Anglers will get a full season this year at Buoy 10 with the season opening on August 1st and lasting through December 31st. Chinook Salmon will be open through August 20th and Coho open through December 31st. Anglers will be allowed to keep two Salmon, only one of which can be a Chinook through the 20th. While many may want more opportunity for Chinook, the big story this year is the return of significant numbers of Columbia River Coho.
Buoy 10 Salmon fishing is one of my favorites. We run a lot of amazing guided fishing trips and charters out of Astoria and while the fishing is certainly the main attraction, there are lots of other things going on in the area to make it special. Combine some enjoyable coastal weather with a great coastal vibe that takes on a whole different feel as thousands of fishermen and women arrive to enjoy this world-class fishery. There’s a hustle and bustle as all of these people come together with one purpose…to land some salmon.
This year there should be a lot of fish to catch. Looking at the 2019 fall forecast, we’re expecting a Columbia River Chinook Salmon run of about 340,000, which is a little better than last year’s actual return. Considering some of the sentiment that many had in 2018, I think most people will be happy with this number. Coho Salmon abundance is going to be plentiful with a forecast of over 900,000 fish expected to enter the Columbia River. While this number is going to bode well for the Buoy 10 season, our ocean season out of Astoria should be excellent.

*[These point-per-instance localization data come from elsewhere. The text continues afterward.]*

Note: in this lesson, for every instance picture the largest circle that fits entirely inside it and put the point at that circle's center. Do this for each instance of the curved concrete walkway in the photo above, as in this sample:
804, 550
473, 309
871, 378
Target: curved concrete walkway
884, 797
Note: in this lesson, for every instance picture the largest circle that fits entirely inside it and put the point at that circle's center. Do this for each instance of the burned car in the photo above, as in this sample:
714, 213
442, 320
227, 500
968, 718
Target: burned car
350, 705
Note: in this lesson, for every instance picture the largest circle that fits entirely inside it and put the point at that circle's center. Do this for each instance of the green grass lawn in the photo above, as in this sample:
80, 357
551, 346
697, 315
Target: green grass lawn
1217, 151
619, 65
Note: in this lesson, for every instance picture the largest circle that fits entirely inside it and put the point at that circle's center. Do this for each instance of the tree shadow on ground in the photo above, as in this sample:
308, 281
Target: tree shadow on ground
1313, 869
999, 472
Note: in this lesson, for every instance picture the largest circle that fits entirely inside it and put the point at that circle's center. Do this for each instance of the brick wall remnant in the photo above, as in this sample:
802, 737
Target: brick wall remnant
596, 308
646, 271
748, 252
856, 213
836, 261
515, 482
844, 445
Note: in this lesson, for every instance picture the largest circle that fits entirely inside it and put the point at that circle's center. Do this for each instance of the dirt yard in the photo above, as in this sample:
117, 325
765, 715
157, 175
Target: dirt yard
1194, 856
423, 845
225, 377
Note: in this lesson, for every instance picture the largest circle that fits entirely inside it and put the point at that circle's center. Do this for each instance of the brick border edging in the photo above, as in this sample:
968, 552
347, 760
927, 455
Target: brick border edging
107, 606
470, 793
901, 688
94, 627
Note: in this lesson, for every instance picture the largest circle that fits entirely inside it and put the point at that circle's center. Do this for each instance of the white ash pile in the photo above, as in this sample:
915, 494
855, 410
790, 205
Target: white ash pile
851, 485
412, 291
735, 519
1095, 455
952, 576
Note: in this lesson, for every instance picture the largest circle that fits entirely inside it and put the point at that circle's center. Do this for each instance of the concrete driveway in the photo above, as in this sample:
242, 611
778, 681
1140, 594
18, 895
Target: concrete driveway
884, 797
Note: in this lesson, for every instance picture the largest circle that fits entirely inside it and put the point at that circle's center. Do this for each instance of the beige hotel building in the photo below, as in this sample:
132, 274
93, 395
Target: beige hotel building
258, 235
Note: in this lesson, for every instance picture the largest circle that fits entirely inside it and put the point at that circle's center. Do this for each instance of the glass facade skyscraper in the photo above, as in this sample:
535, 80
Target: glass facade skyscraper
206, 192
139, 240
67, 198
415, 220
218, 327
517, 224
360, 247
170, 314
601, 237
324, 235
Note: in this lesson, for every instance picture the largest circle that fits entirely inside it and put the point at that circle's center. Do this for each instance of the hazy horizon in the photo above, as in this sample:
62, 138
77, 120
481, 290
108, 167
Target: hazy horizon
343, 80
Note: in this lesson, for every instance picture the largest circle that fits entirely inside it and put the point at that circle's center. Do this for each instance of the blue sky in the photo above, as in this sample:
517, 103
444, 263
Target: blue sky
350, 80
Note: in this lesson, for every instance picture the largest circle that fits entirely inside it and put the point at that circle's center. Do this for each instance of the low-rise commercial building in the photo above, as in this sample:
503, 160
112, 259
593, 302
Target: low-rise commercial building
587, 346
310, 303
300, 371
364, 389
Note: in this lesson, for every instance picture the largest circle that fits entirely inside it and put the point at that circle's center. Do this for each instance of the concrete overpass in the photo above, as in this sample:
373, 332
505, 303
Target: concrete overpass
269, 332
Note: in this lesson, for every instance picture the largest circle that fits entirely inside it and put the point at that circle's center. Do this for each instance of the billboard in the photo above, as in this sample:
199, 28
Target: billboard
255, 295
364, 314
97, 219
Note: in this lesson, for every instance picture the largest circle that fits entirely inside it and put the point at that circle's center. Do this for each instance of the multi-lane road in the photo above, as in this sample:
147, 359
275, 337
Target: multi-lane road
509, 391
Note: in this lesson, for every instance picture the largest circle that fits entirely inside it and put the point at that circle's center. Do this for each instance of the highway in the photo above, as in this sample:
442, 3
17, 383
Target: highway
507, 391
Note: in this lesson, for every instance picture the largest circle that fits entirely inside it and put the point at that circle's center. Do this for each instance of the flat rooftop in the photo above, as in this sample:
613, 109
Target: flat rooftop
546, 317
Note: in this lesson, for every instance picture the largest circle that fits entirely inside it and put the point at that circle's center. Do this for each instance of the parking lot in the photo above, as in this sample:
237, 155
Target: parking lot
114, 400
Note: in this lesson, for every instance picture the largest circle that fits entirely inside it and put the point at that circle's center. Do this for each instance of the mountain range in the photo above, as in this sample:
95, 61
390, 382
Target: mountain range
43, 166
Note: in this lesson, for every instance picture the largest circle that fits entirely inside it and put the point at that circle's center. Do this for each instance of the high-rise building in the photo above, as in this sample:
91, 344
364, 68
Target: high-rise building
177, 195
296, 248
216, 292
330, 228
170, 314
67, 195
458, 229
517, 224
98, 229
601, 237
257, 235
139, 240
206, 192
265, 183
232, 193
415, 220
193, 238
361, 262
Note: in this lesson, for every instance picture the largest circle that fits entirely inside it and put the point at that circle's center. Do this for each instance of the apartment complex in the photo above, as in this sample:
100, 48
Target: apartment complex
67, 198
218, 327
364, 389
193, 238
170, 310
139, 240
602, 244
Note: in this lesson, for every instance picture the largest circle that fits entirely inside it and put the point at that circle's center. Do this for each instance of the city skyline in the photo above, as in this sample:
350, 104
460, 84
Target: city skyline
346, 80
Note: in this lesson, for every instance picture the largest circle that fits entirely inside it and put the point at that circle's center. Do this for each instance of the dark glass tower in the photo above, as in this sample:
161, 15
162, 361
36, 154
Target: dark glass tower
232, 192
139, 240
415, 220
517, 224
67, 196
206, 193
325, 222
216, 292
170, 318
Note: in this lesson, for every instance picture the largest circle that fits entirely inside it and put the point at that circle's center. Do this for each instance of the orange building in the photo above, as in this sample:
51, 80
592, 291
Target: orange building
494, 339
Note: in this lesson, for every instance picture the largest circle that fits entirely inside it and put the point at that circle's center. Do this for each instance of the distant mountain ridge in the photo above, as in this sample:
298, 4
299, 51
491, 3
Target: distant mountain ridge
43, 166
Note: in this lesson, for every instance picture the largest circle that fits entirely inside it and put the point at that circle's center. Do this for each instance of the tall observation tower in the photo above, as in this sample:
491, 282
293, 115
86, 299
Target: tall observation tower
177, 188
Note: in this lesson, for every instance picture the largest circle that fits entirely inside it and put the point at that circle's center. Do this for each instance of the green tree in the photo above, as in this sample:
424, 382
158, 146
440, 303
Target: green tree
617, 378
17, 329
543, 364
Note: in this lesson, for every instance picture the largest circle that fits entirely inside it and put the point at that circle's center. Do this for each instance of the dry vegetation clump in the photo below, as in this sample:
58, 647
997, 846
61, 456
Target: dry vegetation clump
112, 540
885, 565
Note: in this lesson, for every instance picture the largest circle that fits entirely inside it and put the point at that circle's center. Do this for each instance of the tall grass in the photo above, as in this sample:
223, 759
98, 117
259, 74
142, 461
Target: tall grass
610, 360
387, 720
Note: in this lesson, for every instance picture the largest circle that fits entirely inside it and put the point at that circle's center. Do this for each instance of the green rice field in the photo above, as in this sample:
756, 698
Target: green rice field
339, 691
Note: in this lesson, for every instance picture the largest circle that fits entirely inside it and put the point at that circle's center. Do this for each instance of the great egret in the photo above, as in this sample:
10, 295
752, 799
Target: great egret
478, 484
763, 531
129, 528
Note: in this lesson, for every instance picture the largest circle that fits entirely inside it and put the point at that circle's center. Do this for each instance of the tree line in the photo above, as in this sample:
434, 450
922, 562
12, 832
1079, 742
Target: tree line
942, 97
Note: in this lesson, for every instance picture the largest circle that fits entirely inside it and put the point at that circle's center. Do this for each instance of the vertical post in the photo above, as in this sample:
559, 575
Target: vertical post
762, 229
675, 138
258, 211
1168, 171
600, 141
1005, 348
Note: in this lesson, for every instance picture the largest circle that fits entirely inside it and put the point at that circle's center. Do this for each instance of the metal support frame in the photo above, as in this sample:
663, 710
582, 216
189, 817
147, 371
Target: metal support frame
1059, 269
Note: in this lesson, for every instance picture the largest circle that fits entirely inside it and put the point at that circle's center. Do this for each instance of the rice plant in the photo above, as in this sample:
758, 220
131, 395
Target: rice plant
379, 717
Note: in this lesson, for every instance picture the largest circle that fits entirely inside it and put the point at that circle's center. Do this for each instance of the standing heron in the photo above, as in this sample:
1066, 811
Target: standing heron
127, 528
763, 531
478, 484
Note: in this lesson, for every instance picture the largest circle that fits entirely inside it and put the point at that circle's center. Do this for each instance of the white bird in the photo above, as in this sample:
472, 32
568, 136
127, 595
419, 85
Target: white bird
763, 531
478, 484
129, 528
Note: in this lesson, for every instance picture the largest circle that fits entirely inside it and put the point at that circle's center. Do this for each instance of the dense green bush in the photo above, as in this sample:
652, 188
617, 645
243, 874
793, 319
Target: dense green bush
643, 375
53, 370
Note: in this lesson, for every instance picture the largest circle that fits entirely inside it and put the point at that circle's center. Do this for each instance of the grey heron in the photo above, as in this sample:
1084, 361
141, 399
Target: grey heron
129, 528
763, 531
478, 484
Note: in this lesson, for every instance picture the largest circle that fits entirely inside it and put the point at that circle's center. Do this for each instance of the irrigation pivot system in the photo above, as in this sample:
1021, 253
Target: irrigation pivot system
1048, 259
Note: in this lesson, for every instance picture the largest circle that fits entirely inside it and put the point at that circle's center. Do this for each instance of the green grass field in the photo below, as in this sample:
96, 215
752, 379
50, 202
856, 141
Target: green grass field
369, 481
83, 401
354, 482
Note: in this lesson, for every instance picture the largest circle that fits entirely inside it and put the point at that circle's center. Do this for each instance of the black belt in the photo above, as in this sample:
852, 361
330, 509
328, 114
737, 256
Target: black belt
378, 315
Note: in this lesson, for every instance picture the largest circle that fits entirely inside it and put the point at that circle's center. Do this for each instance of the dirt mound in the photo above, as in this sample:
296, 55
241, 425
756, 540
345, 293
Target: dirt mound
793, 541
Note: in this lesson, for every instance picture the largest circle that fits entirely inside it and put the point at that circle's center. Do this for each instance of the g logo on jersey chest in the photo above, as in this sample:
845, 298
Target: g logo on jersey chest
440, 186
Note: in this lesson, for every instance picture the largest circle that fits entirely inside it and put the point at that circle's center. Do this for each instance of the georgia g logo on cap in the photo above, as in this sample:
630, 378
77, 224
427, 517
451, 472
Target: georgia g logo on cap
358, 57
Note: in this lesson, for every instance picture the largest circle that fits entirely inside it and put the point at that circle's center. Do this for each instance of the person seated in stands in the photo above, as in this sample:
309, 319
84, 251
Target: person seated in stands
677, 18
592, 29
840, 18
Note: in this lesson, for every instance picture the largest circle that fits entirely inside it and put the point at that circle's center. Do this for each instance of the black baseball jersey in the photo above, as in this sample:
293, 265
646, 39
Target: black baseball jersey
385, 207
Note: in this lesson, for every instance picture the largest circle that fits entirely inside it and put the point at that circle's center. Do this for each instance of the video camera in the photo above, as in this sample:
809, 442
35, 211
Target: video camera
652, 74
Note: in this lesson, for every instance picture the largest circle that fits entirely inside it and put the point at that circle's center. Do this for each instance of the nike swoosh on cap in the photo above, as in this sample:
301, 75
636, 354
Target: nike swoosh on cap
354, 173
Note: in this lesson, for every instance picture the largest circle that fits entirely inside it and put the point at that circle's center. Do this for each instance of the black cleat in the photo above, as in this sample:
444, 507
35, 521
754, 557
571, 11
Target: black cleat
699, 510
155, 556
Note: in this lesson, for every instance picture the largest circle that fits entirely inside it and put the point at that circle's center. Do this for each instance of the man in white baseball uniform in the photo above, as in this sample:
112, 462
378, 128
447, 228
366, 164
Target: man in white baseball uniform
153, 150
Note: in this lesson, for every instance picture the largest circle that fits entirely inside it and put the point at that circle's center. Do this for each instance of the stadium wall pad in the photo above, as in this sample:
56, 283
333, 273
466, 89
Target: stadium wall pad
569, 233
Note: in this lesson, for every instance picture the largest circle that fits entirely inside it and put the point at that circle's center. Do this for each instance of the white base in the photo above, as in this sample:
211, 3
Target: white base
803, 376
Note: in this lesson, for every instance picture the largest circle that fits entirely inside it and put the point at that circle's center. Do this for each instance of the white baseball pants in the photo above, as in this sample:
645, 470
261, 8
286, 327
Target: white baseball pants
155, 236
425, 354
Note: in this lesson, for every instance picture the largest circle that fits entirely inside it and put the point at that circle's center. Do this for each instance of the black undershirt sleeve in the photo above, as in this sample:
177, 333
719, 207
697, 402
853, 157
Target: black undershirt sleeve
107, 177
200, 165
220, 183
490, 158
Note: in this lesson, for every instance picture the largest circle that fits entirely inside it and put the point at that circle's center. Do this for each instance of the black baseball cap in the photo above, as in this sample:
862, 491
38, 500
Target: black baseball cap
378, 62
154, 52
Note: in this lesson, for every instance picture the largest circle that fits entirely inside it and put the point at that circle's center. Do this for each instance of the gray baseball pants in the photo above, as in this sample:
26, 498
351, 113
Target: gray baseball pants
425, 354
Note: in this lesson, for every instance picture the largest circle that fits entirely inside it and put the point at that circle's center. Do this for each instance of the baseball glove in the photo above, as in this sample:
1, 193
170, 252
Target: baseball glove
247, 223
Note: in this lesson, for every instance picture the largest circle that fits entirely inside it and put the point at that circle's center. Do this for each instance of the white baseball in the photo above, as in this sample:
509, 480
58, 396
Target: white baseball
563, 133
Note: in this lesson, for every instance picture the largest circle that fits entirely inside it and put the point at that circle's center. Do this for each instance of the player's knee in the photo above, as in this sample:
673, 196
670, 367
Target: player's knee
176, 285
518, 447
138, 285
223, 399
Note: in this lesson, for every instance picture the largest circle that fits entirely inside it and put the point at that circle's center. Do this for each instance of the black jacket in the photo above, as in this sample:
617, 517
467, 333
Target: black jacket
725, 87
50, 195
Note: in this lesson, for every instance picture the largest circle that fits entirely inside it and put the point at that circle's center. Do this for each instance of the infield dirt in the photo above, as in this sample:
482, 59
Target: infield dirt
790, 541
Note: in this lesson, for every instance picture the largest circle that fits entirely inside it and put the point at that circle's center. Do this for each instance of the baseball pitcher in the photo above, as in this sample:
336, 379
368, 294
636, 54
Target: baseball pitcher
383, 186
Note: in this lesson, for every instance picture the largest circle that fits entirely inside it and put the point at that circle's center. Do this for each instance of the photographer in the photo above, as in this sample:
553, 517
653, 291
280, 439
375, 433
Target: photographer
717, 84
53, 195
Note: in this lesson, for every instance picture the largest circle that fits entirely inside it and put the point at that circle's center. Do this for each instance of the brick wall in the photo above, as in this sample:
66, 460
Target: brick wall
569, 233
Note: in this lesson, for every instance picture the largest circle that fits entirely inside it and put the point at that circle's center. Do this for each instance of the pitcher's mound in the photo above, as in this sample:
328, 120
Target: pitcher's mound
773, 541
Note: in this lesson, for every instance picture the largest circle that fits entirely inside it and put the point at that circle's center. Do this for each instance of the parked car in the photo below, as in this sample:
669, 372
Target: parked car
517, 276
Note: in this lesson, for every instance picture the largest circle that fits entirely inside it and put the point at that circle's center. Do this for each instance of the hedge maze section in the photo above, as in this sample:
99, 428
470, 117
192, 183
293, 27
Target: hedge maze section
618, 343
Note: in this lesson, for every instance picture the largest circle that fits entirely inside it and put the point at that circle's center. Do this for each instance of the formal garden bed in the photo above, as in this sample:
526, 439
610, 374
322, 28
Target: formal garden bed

We have some big tides to kick off the Buoy 10 season, which should help move some fish into the river a bit. Ocean fishing during the first part of the month will definitely be the preferred option for some. Softer tides, or holdover tides, starting on the 7th should create some nice fishing conditions in the river. As the month goes on, fishing in the Lower Columbia River around Astoria will continue to improve as that bio-mass of salmon instinctually make their way toward the fresh water. Expect fishing to remain good for Coho Salmon through the middle of September. Good tides will allow for additional opportunity through the middle of October.